Just A Dare Episode 38

0
316

ZOE

I hurt bad. It hurts so badly that I have never felt this kind of pain before. Nothing had ever hurt me like this before and I don’t know what to do than to just revel in my own pain. I have always love him. I have always love Beck and I always will. I love him so much that the thought of him, doing that with that girl. The thought of him touching her and saying things to her that should be said to me. That thought drives me so insane thar I feel like if I don’t stop thinking about it, then I’m gonna explode.

But what’s the point in this after all, I can’t stop thinking about it, no matter how much I try. I can’t stop because I shouldn’t! I shouldn’t be able to stop thinking about it because that’s just how much I love him. That’s how much it hurts.

“Are you okay? ”

Ethan asks as he sits me down and stretch a glass of water to me while I politely take from him but only drop it on the table.
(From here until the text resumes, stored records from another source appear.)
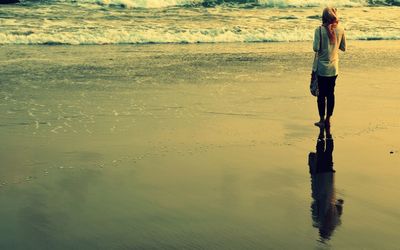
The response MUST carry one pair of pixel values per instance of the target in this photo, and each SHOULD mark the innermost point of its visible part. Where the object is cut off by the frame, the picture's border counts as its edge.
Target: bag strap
(320, 39)
(316, 57)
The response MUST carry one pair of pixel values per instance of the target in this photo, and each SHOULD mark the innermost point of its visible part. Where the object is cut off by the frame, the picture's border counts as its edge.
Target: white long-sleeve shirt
(328, 56)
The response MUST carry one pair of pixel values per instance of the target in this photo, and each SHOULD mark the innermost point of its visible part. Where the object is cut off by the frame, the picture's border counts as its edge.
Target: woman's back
(328, 54)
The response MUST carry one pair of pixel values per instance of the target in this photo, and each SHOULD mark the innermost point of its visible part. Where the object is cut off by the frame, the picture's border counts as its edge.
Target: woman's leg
(330, 98)
(321, 99)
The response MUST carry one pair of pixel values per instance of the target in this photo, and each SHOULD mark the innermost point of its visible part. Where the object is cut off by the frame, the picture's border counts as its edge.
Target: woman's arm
(316, 40)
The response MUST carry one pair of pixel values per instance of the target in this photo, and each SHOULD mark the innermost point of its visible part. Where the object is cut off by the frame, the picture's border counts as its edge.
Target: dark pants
(326, 97)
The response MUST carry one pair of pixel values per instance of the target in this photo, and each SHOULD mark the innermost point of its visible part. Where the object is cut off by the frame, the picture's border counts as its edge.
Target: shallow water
(193, 146)
(106, 22)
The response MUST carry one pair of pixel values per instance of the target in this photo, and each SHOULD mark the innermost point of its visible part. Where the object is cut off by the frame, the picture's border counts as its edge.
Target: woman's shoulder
(340, 28)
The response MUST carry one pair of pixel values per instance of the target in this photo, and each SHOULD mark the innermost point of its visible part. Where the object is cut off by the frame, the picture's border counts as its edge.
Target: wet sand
(195, 147)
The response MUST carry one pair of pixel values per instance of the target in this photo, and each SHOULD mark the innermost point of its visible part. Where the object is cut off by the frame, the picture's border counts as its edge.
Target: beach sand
(201, 146)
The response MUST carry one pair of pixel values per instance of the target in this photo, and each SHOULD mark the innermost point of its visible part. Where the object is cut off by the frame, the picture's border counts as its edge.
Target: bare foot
(320, 124)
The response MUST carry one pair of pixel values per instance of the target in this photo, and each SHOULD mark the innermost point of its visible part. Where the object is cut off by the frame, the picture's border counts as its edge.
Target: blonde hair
(330, 22)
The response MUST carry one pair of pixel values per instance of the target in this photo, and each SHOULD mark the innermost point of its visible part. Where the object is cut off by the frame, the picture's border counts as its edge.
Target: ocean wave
(236, 3)
(192, 36)
(248, 3)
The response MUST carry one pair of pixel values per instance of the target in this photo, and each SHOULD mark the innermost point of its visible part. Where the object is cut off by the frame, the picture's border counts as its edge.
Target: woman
(331, 39)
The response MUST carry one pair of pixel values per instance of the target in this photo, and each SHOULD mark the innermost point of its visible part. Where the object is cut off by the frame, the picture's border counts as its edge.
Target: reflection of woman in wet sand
(325, 209)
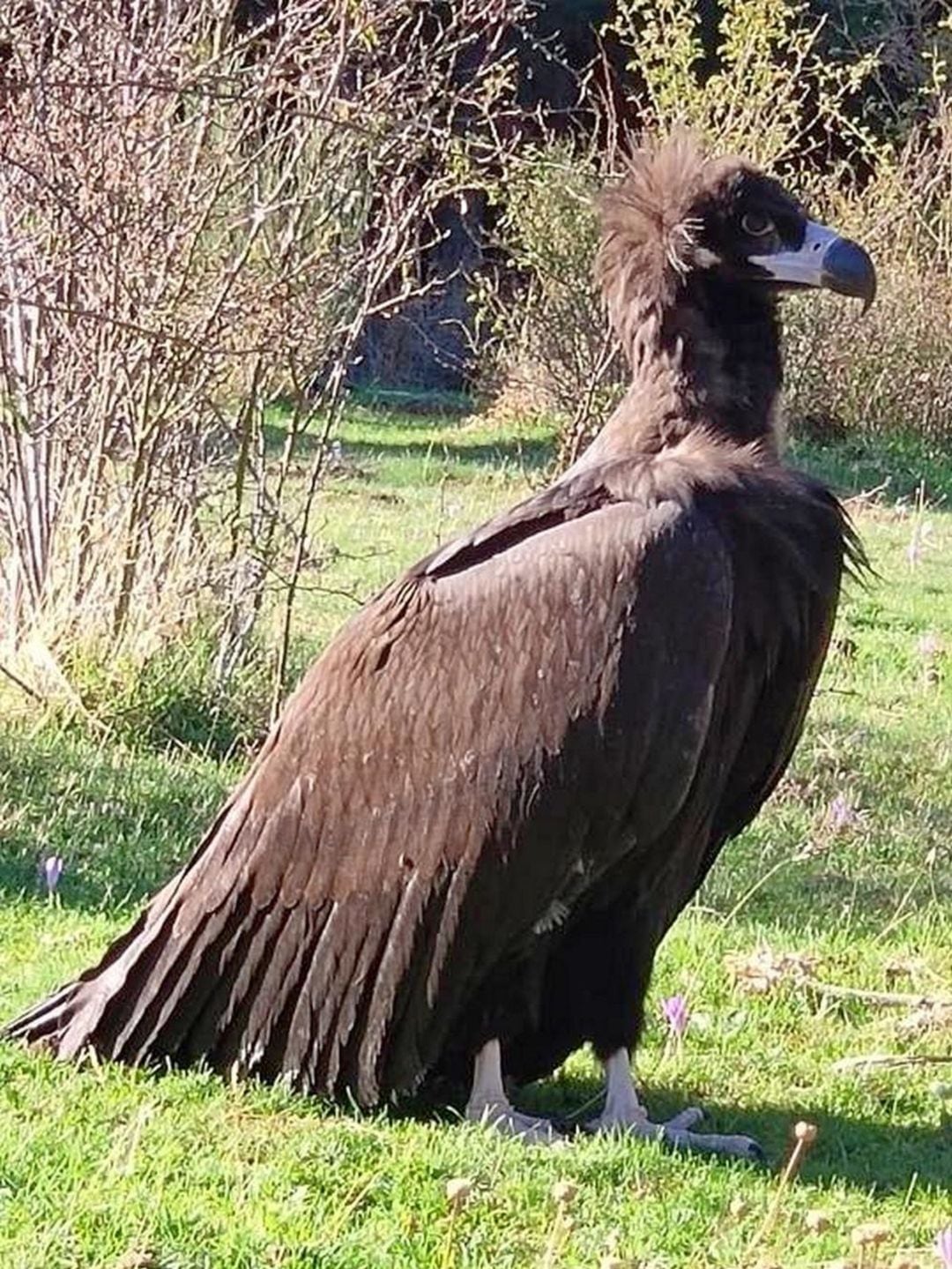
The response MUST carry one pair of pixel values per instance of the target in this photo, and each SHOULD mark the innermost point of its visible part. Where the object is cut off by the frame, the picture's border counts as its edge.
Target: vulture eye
(755, 223)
I am not okay. In fact, I’m far from been okay and I will never be okay without him. He has become almost the most important part of my life that I can’t do without. I just don’t want to live without him. I love him so much. Very much, words can’t describe the length of my feelings for him and even though, this wouldn’t be the first time he’s doing something like that. I had thought that he changed, I thought that he finally decided to put a stop to his immature act and his act of betrayal but then.. This had to happen.

My phone vibrates against my pocket and I sniff before pulling it out, staring at the name across the screen before dropping it on the couch that’s next to me and breathing out.

I can’t cry. I can’t cry, I shouldn’t let him do this to me. I must not let him do this to me.

“What’s wrong? Why are you not picking up Beck’s call, did something happen between the two of you? ”Ethan says next to me and it was as if the words were just caught up in my throat, they refuse to make their way out.

“He’s the reason you’re crying, isn’t he? Tell me, what has he done this time. Let me know Zoe please, don’t keep it in and let it eat you up. ”
He says again and I nodded , biting down on my tongue to stop the tears from coming but it’s already too late as a tear rolls down my cheek. That one tear turns to two. Then they roll down slowly until it couldn’t be contained anymore and I allow the tears to move freely. No longer holding it in and no longer caring about holding it in either.

~✨ARIELLE✨~

“Im sorry that you had to get into trouble with your mom because of me ” Javier says and I smile before shaking my head, assuring him that it’s nothing.

“Is everything okay between us? We ain’t running away from each other, right? You wouldn’t run away after this, right? ” He whispers, his voice so low that I could barely make out what he’s saying but I heard it anyways and I sigh, staring my hand and shifting uncomfortably between my legs in the same position that I have been since mom walked out of this room.

“To be honest, I don’t really know if we are. I don’t know if we are going to pull away from each other after this because I keep thinking about what she had said. I keep thinking about me and I keep thinking about you. I keep thinking about us. What are we doing Javier? What’s going on between us? ” I raise my brows at him, my heart beating faster against my chest as I hope that he would just say the words that I’m dying to listen to. The words that I’m dying to hear from him.

That he loves me and that’s why he is here with me.